There was a certain karmic irony to this, as back in the spring I’d gotten all high & mighty on mi drummer, after he’d smashed a similar pane of glass in Cagliari, after an argument with his girlfriend over whether he could take the local stray street-cats home. In this instance I was just clearly pissed, for which I apologised profusely, did some cute kissing & shit & seem’d to get away with it.


Day 7

After apologising to my new lady friend, the rest of the day was quite Eat Pray Love which seem’d to make up for my nonsense the previous night. First port of call was Kola beach, a lovely spot at the end of a terrible road, with wild waves & a freshwater lagoon to paddle in. After this we continued north to Cabo de Rama, an old Portuguese fort with splendid views of a miraculous bay, at the other side of which we observed a restaurant clinging to the cliffs. Driving out there, we passed a mad Russian flying a three-wheeler wheelchair-paraglider, & then just as the red sun was dipping below the clouds, we walk’d along a practically deserted beach to reach the restaurant. So romantic! Cue fresh fish & wonderfully warm sensations of having a lovely time at a place called, appropriately, ‘Mi Amore.’

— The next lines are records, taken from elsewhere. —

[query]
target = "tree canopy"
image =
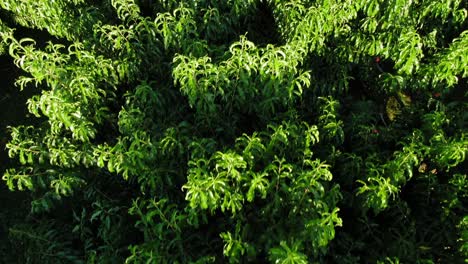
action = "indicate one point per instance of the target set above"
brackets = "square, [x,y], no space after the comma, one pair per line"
[240,131]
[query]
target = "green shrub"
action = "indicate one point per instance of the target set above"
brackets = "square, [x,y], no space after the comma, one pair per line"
[241,131]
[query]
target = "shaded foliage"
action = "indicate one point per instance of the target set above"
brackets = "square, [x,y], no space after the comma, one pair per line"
[240,131]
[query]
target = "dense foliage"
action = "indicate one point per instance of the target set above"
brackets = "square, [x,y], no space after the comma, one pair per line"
[240,131]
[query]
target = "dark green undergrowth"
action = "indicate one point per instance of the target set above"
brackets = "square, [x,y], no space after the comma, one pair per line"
[259,131]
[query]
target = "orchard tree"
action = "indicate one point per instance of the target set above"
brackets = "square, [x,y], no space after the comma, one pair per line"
[240,131]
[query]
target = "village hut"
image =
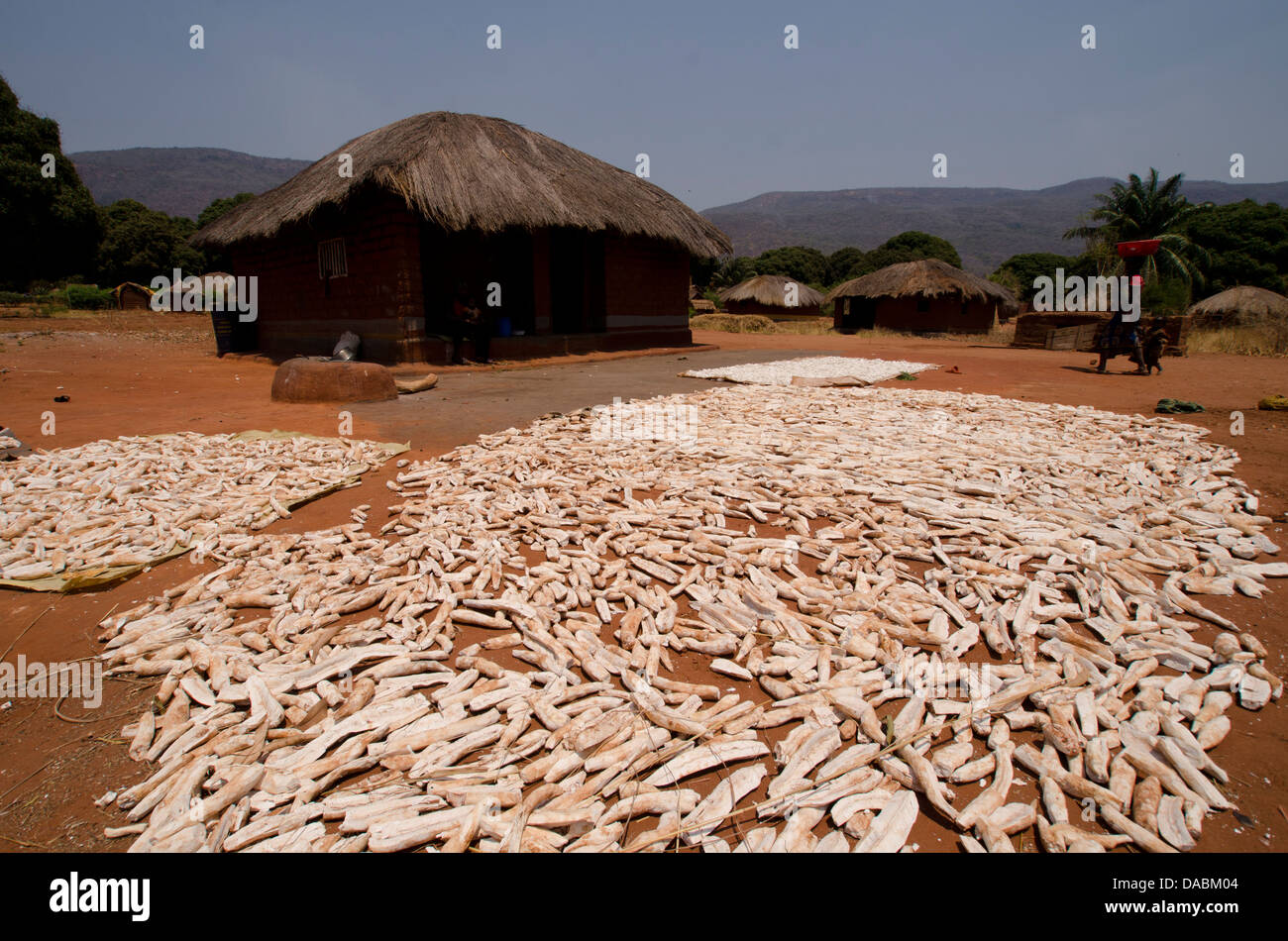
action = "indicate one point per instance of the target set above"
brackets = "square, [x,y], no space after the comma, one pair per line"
[1239,306]
[563,252]
[927,296]
[772,295]
[132,296]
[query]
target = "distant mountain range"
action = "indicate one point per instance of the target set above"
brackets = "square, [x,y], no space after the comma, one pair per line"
[179,180]
[987,226]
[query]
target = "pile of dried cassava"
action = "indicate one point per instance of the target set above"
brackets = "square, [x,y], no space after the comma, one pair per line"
[88,515]
[877,597]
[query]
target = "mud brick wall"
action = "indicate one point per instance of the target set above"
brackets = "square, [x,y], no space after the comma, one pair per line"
[380,299]
[645,293]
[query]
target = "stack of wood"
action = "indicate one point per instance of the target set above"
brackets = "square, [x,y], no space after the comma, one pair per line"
[831,608]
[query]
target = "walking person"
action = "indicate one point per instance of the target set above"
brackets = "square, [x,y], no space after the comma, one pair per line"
[1117,336]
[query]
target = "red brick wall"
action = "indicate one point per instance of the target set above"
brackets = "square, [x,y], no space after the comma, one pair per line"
[944,316]
[299,313]
[647,290]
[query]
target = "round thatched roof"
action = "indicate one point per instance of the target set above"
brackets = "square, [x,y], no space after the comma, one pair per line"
[771,291]
[928,278]
[465,171]
[1240,304]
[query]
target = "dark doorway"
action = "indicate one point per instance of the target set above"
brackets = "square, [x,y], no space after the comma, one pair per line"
[861,313]
[493,266]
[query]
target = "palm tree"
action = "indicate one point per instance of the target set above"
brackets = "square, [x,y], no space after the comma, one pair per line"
[1145,209]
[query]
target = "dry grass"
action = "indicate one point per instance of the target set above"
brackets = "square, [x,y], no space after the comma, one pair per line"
[733,323]
[1265,340]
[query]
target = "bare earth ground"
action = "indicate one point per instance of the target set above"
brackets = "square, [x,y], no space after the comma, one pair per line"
[146,373]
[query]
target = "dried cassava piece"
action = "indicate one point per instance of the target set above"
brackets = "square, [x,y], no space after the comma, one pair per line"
[498,669]
[86,515]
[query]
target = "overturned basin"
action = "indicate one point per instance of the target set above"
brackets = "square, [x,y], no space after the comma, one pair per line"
[310,380]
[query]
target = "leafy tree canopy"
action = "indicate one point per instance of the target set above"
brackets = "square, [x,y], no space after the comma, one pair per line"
[1147,209]
[140,244]
[1019,271]
[220,207]
[1247,244]
[733,270]
[48,224]
[912,246]
[797,261]
[844,264]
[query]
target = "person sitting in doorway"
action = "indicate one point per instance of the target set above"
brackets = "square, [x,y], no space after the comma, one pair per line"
[469,319]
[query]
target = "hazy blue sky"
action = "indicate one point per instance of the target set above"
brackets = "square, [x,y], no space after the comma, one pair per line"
[706,89]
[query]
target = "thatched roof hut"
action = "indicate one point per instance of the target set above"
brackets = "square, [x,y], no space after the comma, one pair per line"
[132,296]
[482,174]
[769,291]
[563,252]
[1239,306]
[921,296]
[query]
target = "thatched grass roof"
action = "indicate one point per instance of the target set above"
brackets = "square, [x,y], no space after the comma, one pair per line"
[771,291]
[1240,304]
[925,278]
[467,171]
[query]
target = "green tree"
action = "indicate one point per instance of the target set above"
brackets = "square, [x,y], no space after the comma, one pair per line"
[734,270]
[907,246]
[1146,209]
[1019,271]
[844,264]
[220,207]
[48,224]
[1247,244]
[797,261]
[140,244]
[702,270]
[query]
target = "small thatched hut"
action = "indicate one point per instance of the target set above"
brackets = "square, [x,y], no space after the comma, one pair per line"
[563,252]
[769,295]
[921,296]
[130,296]
[1239,306]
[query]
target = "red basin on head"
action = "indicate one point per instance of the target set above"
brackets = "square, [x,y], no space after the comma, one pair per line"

We drove back a good hour thro the night, accompanied by the constant chorus of chirping insects, cutting thro swathes thro moody junglerie. Then, back at Palolem, we drank wine on the beach, ending a perfect day in the horizontal fashion in a tired, but the happiest of glows. It was to be our last night together, alas, for she was heading to Thailand the next day. Our liaison was brief but beautiful, & yeah, I’m fucking loving India, me!